L’assemblea, rinviata per il lutto del 19enne Pompilio, riconvocata per giovedì prossimo alle 17.30 Con il nuovo assetto della maggioranza in discussione anche la presidenza dell’aula di Polidori
ORTONA. È stato riconvocato per giovedì 21 settembre, alle 17.30, il consiglio comunale di Ortona che doveva tenersi lunedì scorso poi rimandato a causa del lutto che ha colpito il consigliere Ilario Cocciola e l’intera città per la morte del 19enne Raffaele Pompilio. Si tratta della prima riunione dell’assemblea civica dopo le dimissioni dell’assessore alle politiche sociali, alle pari opportunità e al mondo animale Paola Di Sipio. La prima seduta con una giunta a quattro assessori, più il sindaco Leo Castiglione che ha mantenuto per sé le deleghe della dimissionaria Di Sipio.
Un momento politico difficile da decifrare, quello attuale, in quanto non è chiaro quando e se ci sarà una sostituzione oppure se è in programma un azzeramento generale. Stando alle ultime indiscrezioni, oltre al precario assetto della giunta, sembra in discussione la poltrona del presidente del consiglio comunale Vincenzo Polidori, eletto dalla maggioranza consiliare, che dovrebbe lasciare l’incarico per fare spazio a qualche altro esponente della maggioranza. Quindi, lo scacchiere politico che ha di fronte Castiglione si presenta alquanto intricato. A lui il compito di rimettere insieme i pezzi e di cercare una quadra credibile che metta d’accordo tutte le parti che compongono l’attuale maggioranza. Quello che si prevede, dunque, è un autunno di fuoco.

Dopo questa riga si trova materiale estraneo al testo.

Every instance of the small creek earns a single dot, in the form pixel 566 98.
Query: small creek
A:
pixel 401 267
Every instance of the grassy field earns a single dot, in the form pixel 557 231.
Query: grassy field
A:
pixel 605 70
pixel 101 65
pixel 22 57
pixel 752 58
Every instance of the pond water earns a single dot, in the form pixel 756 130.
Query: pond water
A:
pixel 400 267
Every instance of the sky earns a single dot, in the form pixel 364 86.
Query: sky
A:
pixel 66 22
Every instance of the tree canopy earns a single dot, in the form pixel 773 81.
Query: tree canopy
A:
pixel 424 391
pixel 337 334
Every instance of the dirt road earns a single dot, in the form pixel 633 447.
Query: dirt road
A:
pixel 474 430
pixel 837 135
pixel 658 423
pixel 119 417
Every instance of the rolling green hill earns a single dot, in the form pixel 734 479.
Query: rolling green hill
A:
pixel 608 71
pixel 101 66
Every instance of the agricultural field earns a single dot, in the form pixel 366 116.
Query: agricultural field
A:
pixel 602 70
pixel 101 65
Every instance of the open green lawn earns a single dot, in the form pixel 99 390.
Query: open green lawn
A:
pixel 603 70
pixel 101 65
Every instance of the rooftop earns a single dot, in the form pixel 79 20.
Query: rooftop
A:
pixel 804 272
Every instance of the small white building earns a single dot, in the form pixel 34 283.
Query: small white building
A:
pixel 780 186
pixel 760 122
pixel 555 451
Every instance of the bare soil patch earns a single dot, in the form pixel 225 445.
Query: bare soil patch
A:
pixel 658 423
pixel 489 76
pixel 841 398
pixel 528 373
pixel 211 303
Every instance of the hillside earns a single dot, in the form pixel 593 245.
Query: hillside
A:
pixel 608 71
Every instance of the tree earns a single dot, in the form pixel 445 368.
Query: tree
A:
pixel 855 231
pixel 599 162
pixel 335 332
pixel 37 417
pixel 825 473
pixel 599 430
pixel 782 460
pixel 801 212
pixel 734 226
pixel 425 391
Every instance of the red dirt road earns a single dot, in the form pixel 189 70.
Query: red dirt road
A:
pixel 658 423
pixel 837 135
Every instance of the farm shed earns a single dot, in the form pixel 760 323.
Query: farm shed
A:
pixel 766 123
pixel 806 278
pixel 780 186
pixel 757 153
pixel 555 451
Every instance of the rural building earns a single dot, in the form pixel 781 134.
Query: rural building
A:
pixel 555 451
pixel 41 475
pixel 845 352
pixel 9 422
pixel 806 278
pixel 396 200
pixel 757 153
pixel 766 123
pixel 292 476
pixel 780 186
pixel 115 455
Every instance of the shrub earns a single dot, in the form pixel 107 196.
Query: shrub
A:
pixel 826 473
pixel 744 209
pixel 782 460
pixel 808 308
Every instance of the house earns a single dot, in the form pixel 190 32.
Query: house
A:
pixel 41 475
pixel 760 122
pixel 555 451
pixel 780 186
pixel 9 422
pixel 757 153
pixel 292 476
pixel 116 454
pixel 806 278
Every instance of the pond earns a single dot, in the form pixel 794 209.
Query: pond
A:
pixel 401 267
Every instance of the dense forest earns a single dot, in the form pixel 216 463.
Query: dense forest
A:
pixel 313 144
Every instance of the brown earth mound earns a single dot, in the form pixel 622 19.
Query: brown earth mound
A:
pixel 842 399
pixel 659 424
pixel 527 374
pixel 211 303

L’adunanza pubblica appena riprogrammata è stata richiesta dagli otto consiglieri comunali di opposizione Ilario Cocciola, Angelo Di Nardo, Gianluca Coletti, Simonetta Schiazza, Franco Vanni, Simona Rabottini, Italia Cocco e Antonio Sorgetti che hanno inserito diverse loro proposte tra i punti all’ordine del giorno. Tra questi provvedimenti per quanto riguarda i lavori di rigenerazione urbana del sistema museale diffuso in città, le misure volte al miglioramento dell’accessibilità al mare delle persone con disabilità e inoltre, la richiesta di attivazione di uno scuolabus per gli alunni richiedenti della scuola via Mazzini e il posizionamento di una pensilina per la fermata del pullman adiacente al casello autostradale. «Ci sono due cose, strettamente collegate tra loro, su cui si fonda l'attività dell'amministrazione Castiglione», hanno commentato gli otto esponenti di minoranza, «le liti e la volontà di tenersi ben stretta la poltrona. Al territorio tanto poi pensa l'opposizione che, spesso inascoltata, continua comunque a mettere progetti e proposte sul tappeto».